Compreendo que há falta de informação da maioria dos jornalistas, a preguiça em ser desafiado com assuntos que lhe fogem o domínio, a burrice instalada pela cultura do axé, da importância do lucro fácil, vejo como são rasas as matérias que não se aprofundam no assunto, percebemos a supervalorização do escândalo e das aberrações, mas penso que passou da hora de repensarmos essa carnavalização toda, porque o bicho está pegando na Cidade d’Oxum e pelo andar da carruagem o “jeito é dar uma fugidinha”, e desse jeito a gente só se “foge”.

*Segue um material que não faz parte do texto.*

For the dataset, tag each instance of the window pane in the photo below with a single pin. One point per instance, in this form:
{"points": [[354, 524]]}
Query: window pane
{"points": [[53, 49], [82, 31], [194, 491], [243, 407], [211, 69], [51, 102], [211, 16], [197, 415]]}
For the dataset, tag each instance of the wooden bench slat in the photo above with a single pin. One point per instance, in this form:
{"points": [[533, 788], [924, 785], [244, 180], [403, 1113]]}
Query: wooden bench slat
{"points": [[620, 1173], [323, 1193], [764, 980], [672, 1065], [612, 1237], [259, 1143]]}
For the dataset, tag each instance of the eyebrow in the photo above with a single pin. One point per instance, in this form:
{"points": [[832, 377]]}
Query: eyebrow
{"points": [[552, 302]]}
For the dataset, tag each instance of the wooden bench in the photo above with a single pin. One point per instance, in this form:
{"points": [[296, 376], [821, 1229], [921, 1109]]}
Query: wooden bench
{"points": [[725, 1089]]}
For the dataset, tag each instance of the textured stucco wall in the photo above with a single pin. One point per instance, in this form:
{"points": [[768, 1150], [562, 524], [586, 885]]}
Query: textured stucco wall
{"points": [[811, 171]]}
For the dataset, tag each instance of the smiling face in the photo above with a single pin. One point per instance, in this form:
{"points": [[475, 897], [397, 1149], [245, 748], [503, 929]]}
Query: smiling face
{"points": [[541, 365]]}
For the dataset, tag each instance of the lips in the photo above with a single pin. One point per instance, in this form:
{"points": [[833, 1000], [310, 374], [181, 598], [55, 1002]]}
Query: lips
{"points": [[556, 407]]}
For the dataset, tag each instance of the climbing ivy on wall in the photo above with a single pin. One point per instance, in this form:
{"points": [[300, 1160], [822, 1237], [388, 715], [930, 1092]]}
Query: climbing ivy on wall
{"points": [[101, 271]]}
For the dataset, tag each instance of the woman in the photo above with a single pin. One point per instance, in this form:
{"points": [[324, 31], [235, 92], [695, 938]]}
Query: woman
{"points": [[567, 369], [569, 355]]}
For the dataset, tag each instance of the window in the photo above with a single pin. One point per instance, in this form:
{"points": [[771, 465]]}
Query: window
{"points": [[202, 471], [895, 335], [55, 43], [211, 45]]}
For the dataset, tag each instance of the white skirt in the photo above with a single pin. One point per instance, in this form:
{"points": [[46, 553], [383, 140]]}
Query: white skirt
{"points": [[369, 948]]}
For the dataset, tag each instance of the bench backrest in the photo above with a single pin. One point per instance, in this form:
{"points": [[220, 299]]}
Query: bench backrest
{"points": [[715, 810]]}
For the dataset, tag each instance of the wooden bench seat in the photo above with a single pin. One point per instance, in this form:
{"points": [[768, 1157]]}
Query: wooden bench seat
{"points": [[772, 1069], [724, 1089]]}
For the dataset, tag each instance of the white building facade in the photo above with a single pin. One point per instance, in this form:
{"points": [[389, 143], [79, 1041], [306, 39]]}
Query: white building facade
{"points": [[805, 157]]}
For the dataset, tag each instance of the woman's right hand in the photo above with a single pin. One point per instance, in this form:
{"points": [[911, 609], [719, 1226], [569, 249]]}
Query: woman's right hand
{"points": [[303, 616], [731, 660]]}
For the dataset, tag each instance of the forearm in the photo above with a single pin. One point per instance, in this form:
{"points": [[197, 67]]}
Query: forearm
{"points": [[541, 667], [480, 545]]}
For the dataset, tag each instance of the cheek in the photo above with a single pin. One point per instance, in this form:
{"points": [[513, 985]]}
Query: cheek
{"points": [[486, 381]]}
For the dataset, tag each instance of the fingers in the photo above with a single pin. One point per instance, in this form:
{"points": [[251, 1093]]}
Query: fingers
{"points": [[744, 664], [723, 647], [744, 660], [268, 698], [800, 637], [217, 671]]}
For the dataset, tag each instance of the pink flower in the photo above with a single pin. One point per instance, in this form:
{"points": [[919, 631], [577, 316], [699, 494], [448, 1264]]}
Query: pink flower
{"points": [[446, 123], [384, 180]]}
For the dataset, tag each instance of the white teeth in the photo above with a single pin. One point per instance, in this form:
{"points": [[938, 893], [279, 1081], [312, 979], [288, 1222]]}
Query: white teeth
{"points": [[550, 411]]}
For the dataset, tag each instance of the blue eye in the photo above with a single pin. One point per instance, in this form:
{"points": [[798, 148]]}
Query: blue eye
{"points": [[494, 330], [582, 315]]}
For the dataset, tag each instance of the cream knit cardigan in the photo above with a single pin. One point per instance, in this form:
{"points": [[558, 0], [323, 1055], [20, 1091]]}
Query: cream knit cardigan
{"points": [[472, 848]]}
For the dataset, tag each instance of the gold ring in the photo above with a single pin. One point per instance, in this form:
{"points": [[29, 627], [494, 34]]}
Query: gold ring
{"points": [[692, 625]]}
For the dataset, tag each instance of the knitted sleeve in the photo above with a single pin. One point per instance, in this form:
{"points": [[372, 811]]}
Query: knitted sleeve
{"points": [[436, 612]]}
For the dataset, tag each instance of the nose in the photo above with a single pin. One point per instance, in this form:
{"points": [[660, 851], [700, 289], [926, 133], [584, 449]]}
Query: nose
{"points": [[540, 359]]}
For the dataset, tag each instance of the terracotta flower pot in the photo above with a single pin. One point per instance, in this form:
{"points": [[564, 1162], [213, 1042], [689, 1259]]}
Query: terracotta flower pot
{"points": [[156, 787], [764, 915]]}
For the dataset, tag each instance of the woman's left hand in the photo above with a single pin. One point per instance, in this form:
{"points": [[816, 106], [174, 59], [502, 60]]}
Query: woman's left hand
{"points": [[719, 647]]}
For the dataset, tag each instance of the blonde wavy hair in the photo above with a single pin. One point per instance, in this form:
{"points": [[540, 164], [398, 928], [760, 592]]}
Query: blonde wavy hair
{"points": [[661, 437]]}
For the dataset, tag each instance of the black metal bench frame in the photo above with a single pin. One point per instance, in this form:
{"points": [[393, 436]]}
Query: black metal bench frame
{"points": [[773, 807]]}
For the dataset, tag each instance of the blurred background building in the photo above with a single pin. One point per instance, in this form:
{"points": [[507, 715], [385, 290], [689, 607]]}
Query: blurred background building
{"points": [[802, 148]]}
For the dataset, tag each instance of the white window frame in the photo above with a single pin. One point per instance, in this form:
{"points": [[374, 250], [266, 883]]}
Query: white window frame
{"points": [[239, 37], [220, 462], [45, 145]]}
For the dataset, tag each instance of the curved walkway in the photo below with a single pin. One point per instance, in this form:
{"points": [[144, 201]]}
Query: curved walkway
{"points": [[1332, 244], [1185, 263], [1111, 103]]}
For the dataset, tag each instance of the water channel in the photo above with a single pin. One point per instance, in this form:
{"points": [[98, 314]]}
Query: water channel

Edu, eu sou jornalista e, infelizmente, sempre estive presa aos cadernos chatos da rotina. Com exceção de uma revista sobre fotografia para quem escrevi mensalmente matérias durante uns dois anos, nunca me deram carta bege, quem dirá branca, para montar minhas pautas. Elas sempre foram determinadas por um editor, em regra pressionado pelo setor administrativo das publicações, em regra pressionado pelos anunciantes, anunciantes realmente infernais. Sei que não justifica, mas ser jornalista, pelo menos no Brasil, é dose para elefante, muitos sapos para engolir, leões para matar e matérias mutiladas para aumentar, é claro, o espaço dos anunciantes.
ResponderExcluirbeijo.
BF
Entendo o que Lelena fala, conheço, mas entendo sobretudo o desabafo do Edu. Assino embaixo e saio fugindo de todas essas "fugidinhas" que ganham, inexplicavelmente, tanto espaço por aqui.
ResponderExcluirÓ, céus, a Bahia não é só axé não, eu fico repetindo como mantra para alguns, mas fica difícil de acreditar mesmo.
Abraços,
Entendo também que existe o mercado por trás de tudo, Bípede, mas sei também que exitem colegas seus que não se interessam em mudar o olhar sobre as coisas. Falo por experiência própria quando o assunto é a deficiência, por exemplo. Aqui, pelo menos, é um inferno. Não é Tania Regina?